Nearing the deadline and desperately needing candid classroom photos, I deftly steered the teacher lunchroom conversation away from the most recent pregnancy updates (I'm the only male teacher in a staff of 30+) to an open solicitation towards any classroom teachers within earshot. The 'photos' that the yearbook company photographer provided were barely 'snapshot' quality. I needed photos that would be worthy of a lifetime memory.
Well actually, deftly is an overstatement. It was more of me blurting out "I need your photos people!" The approach was neither subtle, nor particularly effective.

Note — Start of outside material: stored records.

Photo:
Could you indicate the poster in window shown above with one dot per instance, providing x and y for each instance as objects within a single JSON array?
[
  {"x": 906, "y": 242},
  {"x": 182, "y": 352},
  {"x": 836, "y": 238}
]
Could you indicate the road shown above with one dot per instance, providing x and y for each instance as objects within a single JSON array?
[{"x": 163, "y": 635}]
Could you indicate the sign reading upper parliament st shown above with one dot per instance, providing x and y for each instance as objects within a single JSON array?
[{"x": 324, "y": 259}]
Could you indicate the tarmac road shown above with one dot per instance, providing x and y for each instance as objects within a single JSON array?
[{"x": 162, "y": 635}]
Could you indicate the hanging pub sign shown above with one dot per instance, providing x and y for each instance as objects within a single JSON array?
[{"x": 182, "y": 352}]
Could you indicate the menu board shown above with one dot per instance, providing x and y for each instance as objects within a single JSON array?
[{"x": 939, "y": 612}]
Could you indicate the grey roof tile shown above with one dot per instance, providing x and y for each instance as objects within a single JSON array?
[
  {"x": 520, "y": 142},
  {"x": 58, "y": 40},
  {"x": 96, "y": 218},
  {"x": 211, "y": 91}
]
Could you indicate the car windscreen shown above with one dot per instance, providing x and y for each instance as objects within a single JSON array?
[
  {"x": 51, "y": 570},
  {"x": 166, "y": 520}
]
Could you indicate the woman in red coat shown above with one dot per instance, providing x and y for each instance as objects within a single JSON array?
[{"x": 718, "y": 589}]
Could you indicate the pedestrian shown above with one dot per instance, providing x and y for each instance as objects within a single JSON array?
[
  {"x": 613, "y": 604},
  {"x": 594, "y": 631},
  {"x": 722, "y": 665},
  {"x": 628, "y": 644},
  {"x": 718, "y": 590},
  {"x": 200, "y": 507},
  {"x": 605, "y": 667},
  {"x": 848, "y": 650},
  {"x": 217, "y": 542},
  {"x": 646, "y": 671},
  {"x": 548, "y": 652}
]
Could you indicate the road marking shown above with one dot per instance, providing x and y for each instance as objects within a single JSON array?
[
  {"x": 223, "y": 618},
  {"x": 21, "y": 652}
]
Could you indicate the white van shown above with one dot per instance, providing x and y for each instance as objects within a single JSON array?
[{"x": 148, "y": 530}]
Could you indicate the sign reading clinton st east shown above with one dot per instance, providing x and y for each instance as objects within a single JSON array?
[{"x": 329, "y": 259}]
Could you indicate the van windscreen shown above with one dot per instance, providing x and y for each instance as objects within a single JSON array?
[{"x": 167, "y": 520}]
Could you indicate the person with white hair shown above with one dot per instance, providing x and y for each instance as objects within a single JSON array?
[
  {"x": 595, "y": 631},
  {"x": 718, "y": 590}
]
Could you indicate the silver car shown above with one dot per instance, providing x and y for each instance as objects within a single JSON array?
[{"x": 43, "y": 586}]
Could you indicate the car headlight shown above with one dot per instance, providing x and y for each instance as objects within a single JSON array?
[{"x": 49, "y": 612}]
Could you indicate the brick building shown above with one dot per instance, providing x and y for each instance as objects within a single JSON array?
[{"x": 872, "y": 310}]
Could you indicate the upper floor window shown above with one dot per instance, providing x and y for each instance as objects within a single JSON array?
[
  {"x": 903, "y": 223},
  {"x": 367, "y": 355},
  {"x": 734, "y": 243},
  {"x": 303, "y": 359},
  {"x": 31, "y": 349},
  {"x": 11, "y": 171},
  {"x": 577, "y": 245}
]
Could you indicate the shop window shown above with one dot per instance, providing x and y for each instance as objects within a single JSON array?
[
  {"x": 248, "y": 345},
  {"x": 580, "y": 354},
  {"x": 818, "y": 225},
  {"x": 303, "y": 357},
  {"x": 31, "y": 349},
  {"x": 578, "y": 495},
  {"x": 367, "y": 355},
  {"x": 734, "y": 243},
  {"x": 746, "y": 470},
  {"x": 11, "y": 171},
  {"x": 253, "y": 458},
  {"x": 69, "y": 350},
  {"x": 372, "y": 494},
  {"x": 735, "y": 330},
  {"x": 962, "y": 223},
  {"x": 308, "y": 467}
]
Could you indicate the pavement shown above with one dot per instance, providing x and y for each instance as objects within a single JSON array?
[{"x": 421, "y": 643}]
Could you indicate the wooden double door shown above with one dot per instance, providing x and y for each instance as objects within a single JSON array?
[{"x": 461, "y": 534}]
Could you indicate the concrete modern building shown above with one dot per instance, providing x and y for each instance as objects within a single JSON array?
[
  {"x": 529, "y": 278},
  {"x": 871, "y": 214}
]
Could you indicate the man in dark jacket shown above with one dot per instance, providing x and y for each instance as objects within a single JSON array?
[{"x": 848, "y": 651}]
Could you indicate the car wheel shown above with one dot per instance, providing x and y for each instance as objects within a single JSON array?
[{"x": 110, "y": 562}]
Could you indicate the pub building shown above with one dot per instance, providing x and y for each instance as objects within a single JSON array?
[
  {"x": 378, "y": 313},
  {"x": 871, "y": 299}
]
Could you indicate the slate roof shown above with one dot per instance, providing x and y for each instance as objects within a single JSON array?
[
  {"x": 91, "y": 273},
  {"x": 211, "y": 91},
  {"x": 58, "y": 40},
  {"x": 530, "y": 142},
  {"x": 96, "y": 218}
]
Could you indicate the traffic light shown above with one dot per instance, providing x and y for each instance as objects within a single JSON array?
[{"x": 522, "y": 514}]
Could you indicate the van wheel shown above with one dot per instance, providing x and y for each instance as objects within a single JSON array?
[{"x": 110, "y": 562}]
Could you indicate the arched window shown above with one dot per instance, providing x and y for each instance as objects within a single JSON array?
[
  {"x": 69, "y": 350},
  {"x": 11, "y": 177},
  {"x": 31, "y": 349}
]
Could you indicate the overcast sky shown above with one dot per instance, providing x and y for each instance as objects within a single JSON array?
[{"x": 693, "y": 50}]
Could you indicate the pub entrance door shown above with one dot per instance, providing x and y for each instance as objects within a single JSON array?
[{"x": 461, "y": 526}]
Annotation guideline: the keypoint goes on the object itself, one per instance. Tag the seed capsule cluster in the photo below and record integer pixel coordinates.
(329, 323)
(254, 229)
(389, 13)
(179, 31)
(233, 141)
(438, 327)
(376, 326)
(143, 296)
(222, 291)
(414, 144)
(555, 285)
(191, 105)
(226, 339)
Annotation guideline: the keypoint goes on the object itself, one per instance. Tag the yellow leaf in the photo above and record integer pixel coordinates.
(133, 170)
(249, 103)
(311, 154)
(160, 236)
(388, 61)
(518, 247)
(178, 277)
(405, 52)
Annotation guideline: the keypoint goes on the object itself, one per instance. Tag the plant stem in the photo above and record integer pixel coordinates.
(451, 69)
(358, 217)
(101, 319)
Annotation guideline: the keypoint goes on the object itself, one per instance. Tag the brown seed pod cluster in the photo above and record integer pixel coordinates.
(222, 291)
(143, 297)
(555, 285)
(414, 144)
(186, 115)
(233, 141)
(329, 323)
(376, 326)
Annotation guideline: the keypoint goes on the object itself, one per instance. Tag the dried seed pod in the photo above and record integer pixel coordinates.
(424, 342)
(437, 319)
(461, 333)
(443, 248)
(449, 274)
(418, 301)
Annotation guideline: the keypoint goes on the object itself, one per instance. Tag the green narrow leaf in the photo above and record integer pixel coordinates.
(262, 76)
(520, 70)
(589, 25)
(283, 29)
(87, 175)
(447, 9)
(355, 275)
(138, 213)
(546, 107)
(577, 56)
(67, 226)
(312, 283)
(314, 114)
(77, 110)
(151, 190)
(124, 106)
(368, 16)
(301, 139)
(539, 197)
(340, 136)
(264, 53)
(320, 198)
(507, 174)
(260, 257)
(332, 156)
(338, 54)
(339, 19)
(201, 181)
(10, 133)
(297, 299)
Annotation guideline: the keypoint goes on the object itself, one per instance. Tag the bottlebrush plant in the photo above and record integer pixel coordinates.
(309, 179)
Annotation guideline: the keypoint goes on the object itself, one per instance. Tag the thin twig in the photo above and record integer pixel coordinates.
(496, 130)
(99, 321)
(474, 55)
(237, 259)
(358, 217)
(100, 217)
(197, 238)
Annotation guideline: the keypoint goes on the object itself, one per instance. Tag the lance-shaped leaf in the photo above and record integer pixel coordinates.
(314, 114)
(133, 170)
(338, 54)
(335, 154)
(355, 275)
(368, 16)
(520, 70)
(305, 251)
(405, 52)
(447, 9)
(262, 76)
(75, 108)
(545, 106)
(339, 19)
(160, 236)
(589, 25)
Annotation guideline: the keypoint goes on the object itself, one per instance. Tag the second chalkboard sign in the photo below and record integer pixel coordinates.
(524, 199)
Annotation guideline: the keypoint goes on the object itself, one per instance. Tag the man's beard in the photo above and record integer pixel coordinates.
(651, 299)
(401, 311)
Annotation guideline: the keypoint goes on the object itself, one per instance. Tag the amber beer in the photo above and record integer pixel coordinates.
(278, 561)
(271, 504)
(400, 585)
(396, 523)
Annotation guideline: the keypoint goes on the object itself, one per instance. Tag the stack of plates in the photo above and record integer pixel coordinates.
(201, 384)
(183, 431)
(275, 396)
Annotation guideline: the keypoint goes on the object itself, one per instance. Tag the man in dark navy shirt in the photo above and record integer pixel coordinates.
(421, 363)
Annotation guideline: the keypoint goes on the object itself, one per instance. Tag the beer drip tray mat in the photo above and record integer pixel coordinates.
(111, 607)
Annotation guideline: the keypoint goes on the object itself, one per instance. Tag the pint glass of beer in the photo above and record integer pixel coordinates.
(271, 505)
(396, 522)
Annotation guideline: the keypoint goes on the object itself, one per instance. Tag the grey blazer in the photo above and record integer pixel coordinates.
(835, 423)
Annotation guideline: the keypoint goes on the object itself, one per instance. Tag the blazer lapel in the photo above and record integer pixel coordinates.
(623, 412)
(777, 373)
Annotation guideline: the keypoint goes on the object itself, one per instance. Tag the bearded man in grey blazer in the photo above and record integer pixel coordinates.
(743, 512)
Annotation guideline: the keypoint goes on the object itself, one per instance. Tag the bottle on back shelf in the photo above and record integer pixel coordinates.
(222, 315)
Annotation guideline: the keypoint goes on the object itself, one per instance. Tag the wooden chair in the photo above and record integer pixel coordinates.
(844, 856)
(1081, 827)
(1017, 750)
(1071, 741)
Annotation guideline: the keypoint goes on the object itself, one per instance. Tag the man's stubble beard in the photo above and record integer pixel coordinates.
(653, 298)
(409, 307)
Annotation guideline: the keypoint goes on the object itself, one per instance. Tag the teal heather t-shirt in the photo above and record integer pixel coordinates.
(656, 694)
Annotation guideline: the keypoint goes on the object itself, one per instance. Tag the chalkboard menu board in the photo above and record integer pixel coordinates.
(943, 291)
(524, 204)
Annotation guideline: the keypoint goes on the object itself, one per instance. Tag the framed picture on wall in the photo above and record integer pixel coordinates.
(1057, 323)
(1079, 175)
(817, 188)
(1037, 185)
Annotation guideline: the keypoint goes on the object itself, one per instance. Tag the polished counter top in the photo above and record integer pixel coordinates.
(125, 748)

I only had four submissions following my plea, but four more than I had before.
Once I created the pages, I submitted the proof sheets to each classroom teacher for proofing. Children's names have to be checked for spelling and placement in the correct classes among other things. If a child's picture is missing, I start my search through the 35+ galleries to locate an errant portrait. The web-based software is excruciatingly slow and clumsy. If I can't find them, I use my makeshift portable background I created and make my way to all of the classrooms to do my retakes. Not a small task.
My school is a Title I school and our student body has a fairly high mobility rate (student mobility refers to the phenomenon of students changing schools for reasons other than grade promotion - Ed Week) My school can expect about a third of the students who begin their year with us, not be around to celebrate field day in June. Students come and go. Often without any notice.
I always get some of the proof pages back with an "X" over a student's picture. It always makes me a little sad. I think my job is to include, not exclude from our year's story. I know that kids with high mobility are more at risk for academic and behavioral problems. Maybe it's easier to cross off a difficult child. To their teachers, they can be a real pain in the, uh, butt. But they are our pain in the butt. No matter how long they spent with us.
Picture day is in September. Some of the kids leave early in the year and will surely be included in their new school's yearbook, but that's not guaranteed. A lot of calendar comes after that pretty smile is meant to be captured. I want to make sure that every kid, regardless of how long they spent with us, remain part of our story.
Every kid deserves to belong to something. I'm not going to take that away. I won't delete them. I'll find the room.